If I was going to open a real estate office […] I’d figure out how to be this integral member of the community and not worry so much about whether or not I was selling a house, tomorrow…because there’s a trust shortage, there isn’t a people who know how to fill out forms shortage.
~ Seth Godin
If all I did as a real estate agent was be really good at “filling out forms,” I would have clawed out my own eyes a long time ago, right before turning in my license.
However, Godin is right about one thing: real estate agents tend to be shortsighted. They are also some of the least trusted people in the First World. Politicians are maybe THE least trusted, but I suspect we’re a close second. Ironically, I happen to love politics almost as much as I love real estate. So I’m either a masochist or just very determined to change the world. Anyway…

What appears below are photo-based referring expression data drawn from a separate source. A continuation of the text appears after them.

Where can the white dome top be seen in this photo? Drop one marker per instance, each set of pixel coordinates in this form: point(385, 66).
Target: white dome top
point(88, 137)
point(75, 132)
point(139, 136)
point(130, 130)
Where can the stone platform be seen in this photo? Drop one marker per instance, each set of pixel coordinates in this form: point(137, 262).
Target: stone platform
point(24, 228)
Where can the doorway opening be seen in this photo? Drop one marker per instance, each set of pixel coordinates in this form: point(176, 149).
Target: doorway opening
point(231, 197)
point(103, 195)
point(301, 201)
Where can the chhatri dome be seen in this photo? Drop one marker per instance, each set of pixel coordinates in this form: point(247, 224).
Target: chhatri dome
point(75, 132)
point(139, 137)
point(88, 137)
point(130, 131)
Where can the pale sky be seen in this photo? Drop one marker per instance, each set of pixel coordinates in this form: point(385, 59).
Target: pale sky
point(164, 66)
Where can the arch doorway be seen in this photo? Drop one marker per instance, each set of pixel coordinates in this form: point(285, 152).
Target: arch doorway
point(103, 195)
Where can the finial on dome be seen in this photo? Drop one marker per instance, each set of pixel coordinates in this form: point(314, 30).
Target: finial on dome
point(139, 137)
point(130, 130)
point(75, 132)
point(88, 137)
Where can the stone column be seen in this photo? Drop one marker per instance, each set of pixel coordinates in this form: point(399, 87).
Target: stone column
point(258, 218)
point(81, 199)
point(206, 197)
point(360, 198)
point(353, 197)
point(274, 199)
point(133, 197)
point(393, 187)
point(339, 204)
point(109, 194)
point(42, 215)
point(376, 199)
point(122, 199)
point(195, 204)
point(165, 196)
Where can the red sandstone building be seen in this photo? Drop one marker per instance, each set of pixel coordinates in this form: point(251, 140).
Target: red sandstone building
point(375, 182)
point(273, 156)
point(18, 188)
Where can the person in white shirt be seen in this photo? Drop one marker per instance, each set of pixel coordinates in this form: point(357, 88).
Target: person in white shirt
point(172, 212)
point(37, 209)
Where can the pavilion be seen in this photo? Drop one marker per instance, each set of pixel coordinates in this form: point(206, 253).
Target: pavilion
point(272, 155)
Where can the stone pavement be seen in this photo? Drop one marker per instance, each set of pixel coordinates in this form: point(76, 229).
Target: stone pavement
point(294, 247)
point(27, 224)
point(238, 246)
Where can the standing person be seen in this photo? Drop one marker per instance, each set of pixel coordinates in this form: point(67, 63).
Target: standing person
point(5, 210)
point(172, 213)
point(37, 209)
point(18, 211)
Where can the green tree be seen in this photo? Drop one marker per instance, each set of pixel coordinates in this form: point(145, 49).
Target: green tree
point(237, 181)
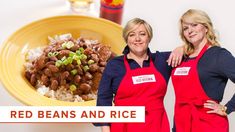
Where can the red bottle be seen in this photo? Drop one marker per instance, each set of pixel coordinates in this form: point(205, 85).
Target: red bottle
point(112, 10)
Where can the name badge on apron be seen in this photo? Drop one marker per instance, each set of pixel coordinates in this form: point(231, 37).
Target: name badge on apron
point(143, 79)
point(182, 71)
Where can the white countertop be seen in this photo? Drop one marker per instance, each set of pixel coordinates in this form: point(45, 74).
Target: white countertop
point(163, 15)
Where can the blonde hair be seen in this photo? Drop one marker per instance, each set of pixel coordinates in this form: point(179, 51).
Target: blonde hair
point(130, 26)
point(197, 16)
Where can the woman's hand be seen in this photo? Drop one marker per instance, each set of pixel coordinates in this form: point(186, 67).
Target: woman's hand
point(105, 128)
point(176, 56)
point(215, 108)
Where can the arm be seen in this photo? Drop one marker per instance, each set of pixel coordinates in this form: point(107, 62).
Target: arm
point(226, 64)
point(105, 94)
point(176, 56)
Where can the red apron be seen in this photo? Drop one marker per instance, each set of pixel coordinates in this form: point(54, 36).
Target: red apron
point(143, 87)
point(190, 114)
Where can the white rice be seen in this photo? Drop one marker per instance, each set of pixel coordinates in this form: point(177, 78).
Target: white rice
point(61, 93)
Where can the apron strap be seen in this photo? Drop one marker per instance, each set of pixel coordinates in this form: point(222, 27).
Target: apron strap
point(128, 66)
point(202, 51)
point(126, 63)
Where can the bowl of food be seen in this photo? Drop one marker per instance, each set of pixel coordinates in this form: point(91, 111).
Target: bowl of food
point(59, 61)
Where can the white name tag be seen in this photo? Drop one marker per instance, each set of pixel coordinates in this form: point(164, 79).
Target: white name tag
point(182, 71)
point(143, 79)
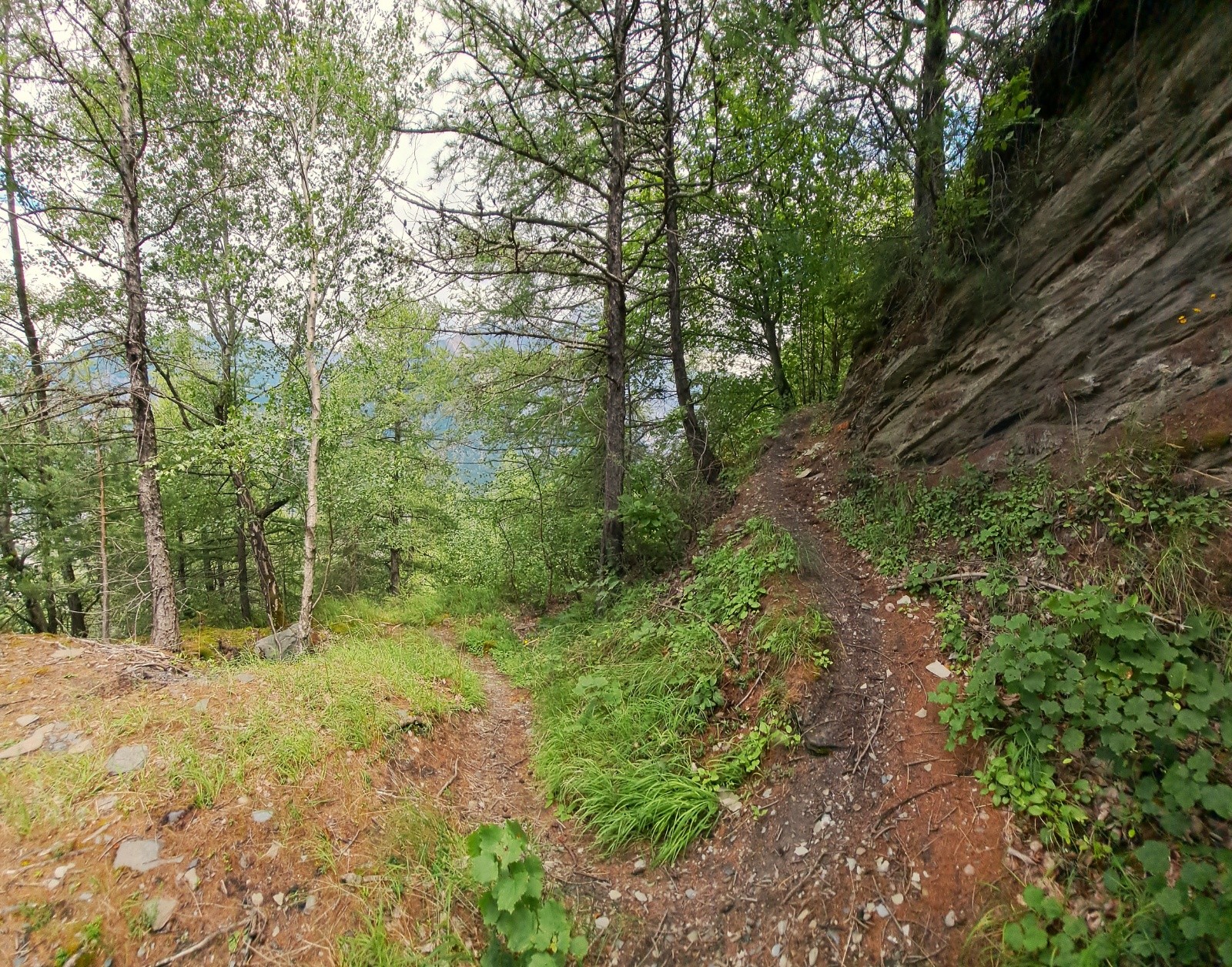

What I’m truly curious about is this: despite all this social media, headline-generating bla-bla about “know, like, trust,” how much does it really matter to people? When you sign your life away on a real estate transaction, are you betting on the trustworthiness of the agent? Or is it possible that you’ve been sold on some other package of promises that has nothing at all to do with trust?
I’m not being facetious. I really want to know. Because consumers SAY they want a real estate agent they can trust, yet they hire agents all the time without assessing this one crucial piece.
The agent may or may not be trustworthy. (Lots of them are, in fact.) I’m just not convinced that everyone is talking about it at the kitchen table. Trust may be assumed or implied. But is it explicitly asked for? And if not, why not? Are your instincts so unwaveringly accurate that the question is literally a waste of breath?
Understandably, a discussion about trust isn’t all that sexy or interesting. Most business owners—real estate agents included—know that in order to succeed they have to stand out, create a niche, or otherwise offer something uniquely valuable to the customer. So we agents promise the highest this, the best that, the glossiest whatever.
But what of the promise to act with integrity and do what’s right when no one is looking?
Isn’t that valuable enough to warrant a conversation?
Undoing a bad deal in real estate is impossible. There is always collateral damage, if not to your bank account then to some other part of your life. So ask yourself if trust matters. Then ask your agent.